В противовес стремлению и процессу становления власть вечно находится на пути к самой себе, не теряя саму себя из виду. Тезис Ницше о «вечном возвращении к тому же самому» говорит о том, что воля к власти присуща всякому становлению и представляет бытийную основу всего сущего в целом. Воля к власти — это наиболее элементарный факт, не допускающий никакого дальнейшего объяснения. Воля к власти оказывается основополагающей чертой всего действительного и действенного. Согласно Ницше, сущность воли к власти как основополагающую черту времени нельзя установить посредством психологического, социологического или какого-либо другого рода наблюдения. Такое наблюдение говорит в пользу исторического прогресса человечества; однако человечество, заключает Ницше, продвигалось и продвигается до сих пор не столько к прогрессу, сколько к дегенерации и декадансу. То же самое можно сказать и о всей природе в целом. «Все животное и растительное царство не развивается от низшего к высшему, — но все в нем идет вперед одновременно, спутанно, вперемежку и друг на друга». Идея прогресса вообще есть «идея современная, то есть ложная» [41]. В случае с психологией последняя обретает свою истинную сущность, т.е. способность полагать свой предмет и познавать его, лишь через посредство воли к власти. Согласно этому принципу психология определяется Ницше как «морфология и эволюционное учение о воле к власти» [42]. Понятая через призму воли к власти психология выясняет

[37]


следующее: чтобы воля стала возрастать, она должна иметь перспективы и возможности, которые укажут путь возрастанию власти. Постигаемый таким образом верховный принцип возрастания власти гласит: нет самосохранению или постоянству энергии; сила стремится не к устойчивости, а к росту; всякий атом силы и всякое специфическое тело желает распространить свою власть на пространство во всем его объеме. Наталкиваясь на такое же усилие со стороны других атомов и тел и вступая в некоторое соглашение с теми, которые обладают достаточными для такого объединения средствами, они совместно предпринимают дальнейшую борьбу за власть, и так до бесконечности. Таким образом возникают системы сил, правящие центры, сохраняющие свою устойчивость на более или менее долгое время. Само человеческое тело — одна из таких сложных группировок систем сил, непрестанно борющаяся за возрастание власти. Ницше поясняет: «Вообще волить — то же самое, что хотеть стать сильнее, хотеть расти, — а для всего этого еще и хотеть средств» [43]. Мир как таковой есть совокупность действий каждой из сил на целое всех остальных сил и систем сил. «Где ни находил я живое, — говорит Ницше, — везде я находил волю к власти: даже и в воле услужающего я находил волю господствовать» [44].

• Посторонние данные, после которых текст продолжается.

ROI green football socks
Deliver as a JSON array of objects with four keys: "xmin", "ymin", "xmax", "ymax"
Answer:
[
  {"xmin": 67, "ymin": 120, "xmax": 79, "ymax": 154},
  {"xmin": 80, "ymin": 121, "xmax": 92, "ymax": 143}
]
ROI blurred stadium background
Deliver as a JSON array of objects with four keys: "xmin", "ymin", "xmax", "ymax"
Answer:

В противоположность Канту Ницше не признает, что пространство и время суть сугубо субъективные, т.е. сугубо человеческие, формы восприятия всего являющегося, так или иначе раскрывающегося человеку. Так как сумма сил, т.е. возможностей проявления воли к власти ограничена, а время, в котором проявляется эта воля, бесконечно, то через громадные промежутки времени должны наступать в мироздании все те же комбинации сил, все те же констелляции основных элементов, и картина жизни будет повторяться в вечности бесчисленное число раз. Этой идее Ницше придавал громадное значение. Она отмечена во всех планах его последней работы. «Вечное возвращение» есть «религия религий». «Слабый ищет в жизни смысла, цели, задачи, предустановленного порядка; сильному она должна служить материалом для творчества его воли. Сильный любит нелепость жизни и радостно приемлет свою судьбу» [45]. Необходимо, подчеркивает Ницше, решительным актом воли принять эту жизнь, как она дана, со всеми ее страданиями и муками, со всей ее бессмыслицей. С этой точки зрения идея «вечного возвращения» есть конкретное выражение пафоса приятия жизни, категорический императив, поставленный нашей воле, устремление не к данной и сущей цели, но к заданному нами себе идеалу непрестанного возрастания власти.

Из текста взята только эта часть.